Owners of high-performing agencies, while faced with crumbling P&C pricing in most areas of the country and stagnating group insurance commissions, can remain confident that the value of their agencies is rock-solid. This confidence comes from knowing that the investments they have made in their agencies are being looked upon favorably by the acquirers scouring the marketplace.

Private equity firms have brought a tidal wave of new money into the marketplace, the likes of which has not been seen since the “Flood of 1996,” when the U.S. Supreme Court's decision in Barnett Bank Inc. v. Nelson gave banks the green light to sell insurance and acquire agencies. While private equity firms have silently infused hundreds of millions of capital into insurance brokerages over the past 10 years, the combined $3.4 billion that private equity firms announced for the HUB International and USI deals alone should send a message loud and clear to the marketplace. Additionally, both deals were priced aggressively relative to private agency/broker standards. Meanwhile, banks and public brokers are paying more for acquisitions, too.
In 2006, banks paid an average of 7.9 to 8.2 times EBITDA (earnings before interest, taxes, depreciation and amortization) for the “foundation” agencies they purchased. That was up from 7.7 to 8.0 times EBITDA in 2001. Foundation agencies are the higher-performing agencies in a community, capable of meeting the insurance needs of the acquiring bank in terms of size, profitability, growth, and operational and management skill. For agencies banks subsequently acquire to add to a foundation agency, banks paid 6.75 to 7.0 times EBITDA, as opposed to 6.75 to 7.25 times EBITDA in 2001.

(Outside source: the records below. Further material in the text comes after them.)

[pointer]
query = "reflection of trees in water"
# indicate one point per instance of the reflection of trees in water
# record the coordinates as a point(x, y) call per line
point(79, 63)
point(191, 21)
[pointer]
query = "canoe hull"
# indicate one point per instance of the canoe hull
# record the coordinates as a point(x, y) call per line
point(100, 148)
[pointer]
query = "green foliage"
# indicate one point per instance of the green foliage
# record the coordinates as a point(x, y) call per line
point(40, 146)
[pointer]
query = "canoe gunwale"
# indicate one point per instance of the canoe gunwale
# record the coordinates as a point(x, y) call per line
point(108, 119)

Public brokers paid an average of 7.5 to 7.9 times EBITDA for the agencies they bought in 2006. That was up significantly from the 6.5 to 7.0 multiples they paid in 2001.
It is important to note that these transaction prices include earn-outs that are typically paid over a three-year period after a sale. Earn-outs are based on attaining certain revenue growth or profitability targets. After they are taken into account, foundation agency sellers have been receiving an average down payment of 7.25 times EBITDA (89% of the purchase price). The multiple is 5.28 for other agencies purchased by banks (76% of the purchase price) and 6.23 for agencies bought by public brokers (81% of the purchase price). (Please see the chart on p. 64.)

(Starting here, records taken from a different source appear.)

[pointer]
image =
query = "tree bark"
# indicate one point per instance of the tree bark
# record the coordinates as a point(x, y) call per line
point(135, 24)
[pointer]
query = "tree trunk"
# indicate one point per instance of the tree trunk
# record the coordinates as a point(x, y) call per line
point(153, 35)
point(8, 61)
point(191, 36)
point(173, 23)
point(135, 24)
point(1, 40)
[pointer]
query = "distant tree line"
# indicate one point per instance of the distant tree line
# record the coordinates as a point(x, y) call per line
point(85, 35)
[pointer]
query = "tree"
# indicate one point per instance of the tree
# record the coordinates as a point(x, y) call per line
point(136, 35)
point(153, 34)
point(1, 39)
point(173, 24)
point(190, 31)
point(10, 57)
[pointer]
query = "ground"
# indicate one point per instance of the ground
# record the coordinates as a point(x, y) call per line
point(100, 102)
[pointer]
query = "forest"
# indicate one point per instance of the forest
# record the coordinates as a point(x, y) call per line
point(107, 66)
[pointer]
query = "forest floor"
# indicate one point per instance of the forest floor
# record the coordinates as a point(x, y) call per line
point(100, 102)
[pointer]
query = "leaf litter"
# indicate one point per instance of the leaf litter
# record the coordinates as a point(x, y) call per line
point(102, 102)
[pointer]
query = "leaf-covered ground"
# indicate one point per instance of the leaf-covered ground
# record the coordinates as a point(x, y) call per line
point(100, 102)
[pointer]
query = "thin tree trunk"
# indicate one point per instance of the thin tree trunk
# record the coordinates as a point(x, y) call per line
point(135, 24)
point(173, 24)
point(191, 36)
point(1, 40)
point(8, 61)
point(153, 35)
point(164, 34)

The number of publicly announced agency/broker transactions increased in 2006 relative to 2005. In all, there were 215, with banks and national brokers announcing 60 and 61 of them respectively. However, given that 1,761 publicly announced transactions have taken place since 1999, the pool of quality targets is shrinking.
Private equity buyers also are paying premium prices for desirable acquisition targets. Consider, for example, that the private equity buyers of USI and HUB International paid 10 to 12 times forward-looking EBITDA. Private equity buyers see the opportunity to privatize public brokers, leverage debt to increase the return potential, invest capital to create long-term organic growth and exit the business during a hardening market, thereby potentially capturing multiple arbitrage. This strategy summarizes the goal of the private equity gorilla. Now, these buyers have in their sights every type of distributor within our industry, including employee-benefits agencies and wholesalers.

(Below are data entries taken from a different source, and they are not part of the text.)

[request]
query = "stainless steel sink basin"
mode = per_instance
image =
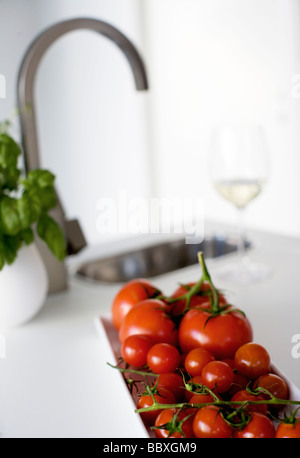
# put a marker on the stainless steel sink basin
(154, 260)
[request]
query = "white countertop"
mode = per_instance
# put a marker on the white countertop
(54, 381)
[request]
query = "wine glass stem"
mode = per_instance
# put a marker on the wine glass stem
(241, 236)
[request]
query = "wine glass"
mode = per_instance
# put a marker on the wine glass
(239, 172)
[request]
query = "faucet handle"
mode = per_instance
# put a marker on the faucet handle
(75, 237)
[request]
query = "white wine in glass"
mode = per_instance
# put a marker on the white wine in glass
(239, 172)
(240, 191)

Of the $130 billion of private equity capital awaiting deployment in the financial services sector, Marsh Berry & Co. estimates that $15 billion is looking for a home in the insurance distribution system over the next 18 months. Obviously, the market cannot accommodate $15 billion, but the numbers alone serve as a stark reminder that the competitive landscape continues to change. Private equity investors view insurance agencies and brokerages as attractive targets because of their renewable earnings streams, strong cash flow, minimal capital requirements and limited risk exposures. Therefore, private equity firms will remain aggressive and close several more transactions this year.
Private equity firms are committed to their acquistions' organic growth (often augmented with additional acquisitions). They have the time, discipline and capital to invest in producer recruiting, services, differentiation strategies, technology and high-level account executives. This may surprise most agents, who may believe that the private equity firms are just attempting to buy agencies and wring out some costs, only to turn them over.
Private equity buyers saw opportunity in the lower price/earning multiples of most public brokers. The dropping P/E multiples reflect the slowing organic growth most distributors are experiencing because of the soft market. The P/E multiples of the national brokers moved up in advance of the last hard market, however. When the market next hardens, private equity firms want to take their purchased agencies or brokerages public at what could be a significant premium.
Given the P&C industry's record surplus and profitability, a hardening market is nowhere in sight.